State v. Camacho-Garcia

Summarized by:

  • Court: Oregon Court of Appeals
  • Area(s) of Law: Sentencing
  • Date Filed: 12-31-2014
  • Case #: A151781
  • Judge(s)/Court Below: Sercombe, P.J. for the Court; Hadlock, J.; & Tookey, J.
  • Full Text Opinion

Under Article I, section 16, of the Oregon Constitution, a defendant’s sentence of 75 months under ORS 137.700(2)(a)(P) for repeated, skin-to-skin sexual touching of his live-in girlfriend’s daughter under 14 years of age was not disproportionate, evaluated using the three Rodriguez/Buck factors to find the sentence would not shock the moral sense of a reasonable person.

Defendant plead no contest to first-degree sexual abuse of his live-in girlfriend’s daughter and received a 75-month sentence required under ORS 137.700(2)(a)(P). Defendant appealed his sentence as disproportionate compared to his offense in violation of Article I, section 16, of the Oregon Constitution.
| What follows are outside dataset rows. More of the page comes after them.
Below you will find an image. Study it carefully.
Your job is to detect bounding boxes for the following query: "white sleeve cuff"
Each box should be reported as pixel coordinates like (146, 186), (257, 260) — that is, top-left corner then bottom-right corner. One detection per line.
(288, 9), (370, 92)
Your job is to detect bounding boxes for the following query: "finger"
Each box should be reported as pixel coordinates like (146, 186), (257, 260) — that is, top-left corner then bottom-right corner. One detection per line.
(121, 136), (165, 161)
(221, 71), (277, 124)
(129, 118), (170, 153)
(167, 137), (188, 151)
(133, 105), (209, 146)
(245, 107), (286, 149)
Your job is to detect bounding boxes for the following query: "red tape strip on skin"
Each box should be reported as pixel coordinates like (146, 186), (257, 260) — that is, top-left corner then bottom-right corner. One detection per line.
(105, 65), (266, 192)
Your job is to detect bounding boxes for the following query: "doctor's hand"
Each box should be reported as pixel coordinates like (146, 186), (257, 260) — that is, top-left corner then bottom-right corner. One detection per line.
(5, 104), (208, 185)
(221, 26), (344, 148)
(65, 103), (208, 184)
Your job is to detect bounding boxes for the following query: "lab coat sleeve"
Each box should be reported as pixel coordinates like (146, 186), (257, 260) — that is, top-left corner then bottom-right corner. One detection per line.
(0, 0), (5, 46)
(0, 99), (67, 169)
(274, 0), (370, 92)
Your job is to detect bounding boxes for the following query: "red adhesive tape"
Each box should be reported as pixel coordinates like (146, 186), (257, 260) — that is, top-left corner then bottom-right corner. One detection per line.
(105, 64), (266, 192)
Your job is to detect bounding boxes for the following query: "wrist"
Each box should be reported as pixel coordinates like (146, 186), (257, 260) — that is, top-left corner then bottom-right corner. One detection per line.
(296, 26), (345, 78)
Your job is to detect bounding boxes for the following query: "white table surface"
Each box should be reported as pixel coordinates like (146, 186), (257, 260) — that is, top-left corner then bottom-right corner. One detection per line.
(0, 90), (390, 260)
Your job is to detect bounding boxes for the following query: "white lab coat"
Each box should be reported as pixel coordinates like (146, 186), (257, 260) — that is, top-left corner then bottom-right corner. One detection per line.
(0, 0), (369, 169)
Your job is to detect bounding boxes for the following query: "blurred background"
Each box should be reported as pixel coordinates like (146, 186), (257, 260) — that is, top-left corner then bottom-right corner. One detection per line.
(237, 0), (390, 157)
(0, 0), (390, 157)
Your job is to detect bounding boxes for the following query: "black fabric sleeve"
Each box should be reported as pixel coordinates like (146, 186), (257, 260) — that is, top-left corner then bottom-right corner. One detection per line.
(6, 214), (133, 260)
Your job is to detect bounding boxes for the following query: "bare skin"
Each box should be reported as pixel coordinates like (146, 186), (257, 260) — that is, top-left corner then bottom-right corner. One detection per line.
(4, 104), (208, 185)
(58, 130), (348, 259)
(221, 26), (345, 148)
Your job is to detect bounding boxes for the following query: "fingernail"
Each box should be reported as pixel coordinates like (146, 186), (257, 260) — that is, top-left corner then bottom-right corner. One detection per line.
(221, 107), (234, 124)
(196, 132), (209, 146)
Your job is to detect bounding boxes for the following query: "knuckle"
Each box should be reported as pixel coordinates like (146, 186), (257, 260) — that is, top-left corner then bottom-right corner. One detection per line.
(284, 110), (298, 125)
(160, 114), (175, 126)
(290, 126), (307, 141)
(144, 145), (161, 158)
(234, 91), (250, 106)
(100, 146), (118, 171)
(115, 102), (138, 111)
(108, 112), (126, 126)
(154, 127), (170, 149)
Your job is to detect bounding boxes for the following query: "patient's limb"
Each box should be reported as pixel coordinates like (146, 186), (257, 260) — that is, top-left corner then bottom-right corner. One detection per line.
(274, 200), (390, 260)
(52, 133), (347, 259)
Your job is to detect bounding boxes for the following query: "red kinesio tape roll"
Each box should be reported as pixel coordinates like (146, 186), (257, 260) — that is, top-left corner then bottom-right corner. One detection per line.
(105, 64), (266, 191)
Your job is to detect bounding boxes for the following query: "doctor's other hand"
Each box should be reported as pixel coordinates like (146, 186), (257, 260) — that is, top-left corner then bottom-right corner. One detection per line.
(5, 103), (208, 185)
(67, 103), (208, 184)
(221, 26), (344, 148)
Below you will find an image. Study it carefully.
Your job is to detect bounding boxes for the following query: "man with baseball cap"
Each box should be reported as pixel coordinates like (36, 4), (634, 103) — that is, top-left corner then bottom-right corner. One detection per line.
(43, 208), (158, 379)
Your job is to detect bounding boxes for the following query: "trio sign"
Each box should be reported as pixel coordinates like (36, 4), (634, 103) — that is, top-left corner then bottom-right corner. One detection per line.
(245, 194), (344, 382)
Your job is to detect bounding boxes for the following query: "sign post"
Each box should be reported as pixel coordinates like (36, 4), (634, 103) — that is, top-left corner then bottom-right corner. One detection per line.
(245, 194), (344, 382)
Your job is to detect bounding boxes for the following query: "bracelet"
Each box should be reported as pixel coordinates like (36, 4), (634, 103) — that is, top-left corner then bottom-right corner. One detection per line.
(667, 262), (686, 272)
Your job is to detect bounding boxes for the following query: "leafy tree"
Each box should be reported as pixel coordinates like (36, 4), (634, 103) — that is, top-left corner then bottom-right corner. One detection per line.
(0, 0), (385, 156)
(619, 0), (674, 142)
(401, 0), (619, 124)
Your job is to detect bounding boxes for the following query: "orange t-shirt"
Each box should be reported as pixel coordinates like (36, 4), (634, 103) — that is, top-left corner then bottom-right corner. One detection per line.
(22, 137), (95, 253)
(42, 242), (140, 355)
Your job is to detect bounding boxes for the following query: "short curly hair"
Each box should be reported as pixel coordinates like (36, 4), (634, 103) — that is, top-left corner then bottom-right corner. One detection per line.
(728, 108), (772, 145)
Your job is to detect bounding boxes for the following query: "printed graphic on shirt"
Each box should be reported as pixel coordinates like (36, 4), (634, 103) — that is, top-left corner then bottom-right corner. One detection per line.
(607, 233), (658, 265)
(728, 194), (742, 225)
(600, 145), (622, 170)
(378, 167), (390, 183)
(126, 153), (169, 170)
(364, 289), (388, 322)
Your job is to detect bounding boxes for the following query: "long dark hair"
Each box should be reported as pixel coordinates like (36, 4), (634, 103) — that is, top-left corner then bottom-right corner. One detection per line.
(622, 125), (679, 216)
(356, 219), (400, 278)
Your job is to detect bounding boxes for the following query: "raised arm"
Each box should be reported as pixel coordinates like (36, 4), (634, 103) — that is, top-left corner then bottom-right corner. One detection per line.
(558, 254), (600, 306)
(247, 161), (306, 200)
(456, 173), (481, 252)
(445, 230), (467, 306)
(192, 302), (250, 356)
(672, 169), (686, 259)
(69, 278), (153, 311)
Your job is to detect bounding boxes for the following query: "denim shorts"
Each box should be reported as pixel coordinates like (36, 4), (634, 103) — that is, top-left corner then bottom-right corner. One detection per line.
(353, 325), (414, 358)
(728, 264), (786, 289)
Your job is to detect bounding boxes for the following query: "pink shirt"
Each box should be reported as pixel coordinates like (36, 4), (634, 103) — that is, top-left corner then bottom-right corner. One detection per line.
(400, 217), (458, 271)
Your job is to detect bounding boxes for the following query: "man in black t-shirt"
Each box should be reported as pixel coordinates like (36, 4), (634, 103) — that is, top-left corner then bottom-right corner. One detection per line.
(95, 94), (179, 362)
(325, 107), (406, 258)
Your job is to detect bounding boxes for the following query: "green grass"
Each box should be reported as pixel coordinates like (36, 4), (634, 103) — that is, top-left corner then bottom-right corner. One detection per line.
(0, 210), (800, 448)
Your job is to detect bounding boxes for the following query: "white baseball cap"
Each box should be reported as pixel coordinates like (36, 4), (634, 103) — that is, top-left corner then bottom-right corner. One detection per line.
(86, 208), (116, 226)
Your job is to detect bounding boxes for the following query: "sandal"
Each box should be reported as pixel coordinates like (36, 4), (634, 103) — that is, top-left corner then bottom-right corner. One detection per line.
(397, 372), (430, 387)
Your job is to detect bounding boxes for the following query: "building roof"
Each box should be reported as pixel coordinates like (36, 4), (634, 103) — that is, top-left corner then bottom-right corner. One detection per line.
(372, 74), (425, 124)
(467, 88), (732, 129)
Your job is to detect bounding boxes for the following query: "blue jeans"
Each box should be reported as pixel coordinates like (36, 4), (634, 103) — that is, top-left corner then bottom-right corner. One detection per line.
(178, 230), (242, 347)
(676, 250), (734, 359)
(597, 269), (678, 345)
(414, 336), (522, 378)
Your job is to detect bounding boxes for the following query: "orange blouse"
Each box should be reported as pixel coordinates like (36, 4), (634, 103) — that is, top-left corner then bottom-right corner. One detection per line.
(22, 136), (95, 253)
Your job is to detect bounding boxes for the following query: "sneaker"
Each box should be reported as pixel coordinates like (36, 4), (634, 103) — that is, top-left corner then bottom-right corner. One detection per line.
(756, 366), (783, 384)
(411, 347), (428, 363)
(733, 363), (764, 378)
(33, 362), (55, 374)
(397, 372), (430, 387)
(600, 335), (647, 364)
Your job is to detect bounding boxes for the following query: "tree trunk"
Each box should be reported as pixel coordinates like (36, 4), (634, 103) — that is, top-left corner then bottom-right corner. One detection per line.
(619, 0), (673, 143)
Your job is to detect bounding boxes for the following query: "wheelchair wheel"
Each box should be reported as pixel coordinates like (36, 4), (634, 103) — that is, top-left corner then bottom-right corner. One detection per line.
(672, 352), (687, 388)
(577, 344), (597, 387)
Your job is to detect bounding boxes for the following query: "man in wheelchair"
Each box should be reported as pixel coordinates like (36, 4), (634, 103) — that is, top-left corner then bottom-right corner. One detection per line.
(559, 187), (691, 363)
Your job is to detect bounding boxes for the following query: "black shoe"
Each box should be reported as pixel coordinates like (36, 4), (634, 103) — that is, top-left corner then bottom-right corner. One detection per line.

The proportionality of the penalty was evaluated by considering whether the imposition of the sentence would shock the moral sense of reasonable people as described in State v. Rodriguez/Buck using three factors. First, the Court analyzed whether the amount of time Defendant must spend incarcerated, his particular conduct, and the general definition of the crime would render the punishment disproportionate, and found the gravity of Defendant’s conduct in comparison to the conduct in Rodriguez/Buck did not render his sentence disproportionate. Second, the touching in the present case was more invasive than that in the Rodriguez/Buck cases and more likely to be psychologically damaging due to the repeated nature and the parties’ relationship; thus, the Court found that the penalty was not disproportionate in comparison to penalties for other, related offenses. Finally, though Defendant had no prior criminal history, he admitted to two separate, escalating incidents of sexual touching, leading the Court to find that his lack of criminal history did not cause the penalty to be disproportionate. The Court held Defendant’s sentence would not shock the moral sense of reasonable people under Article I, section 16. Affirmed.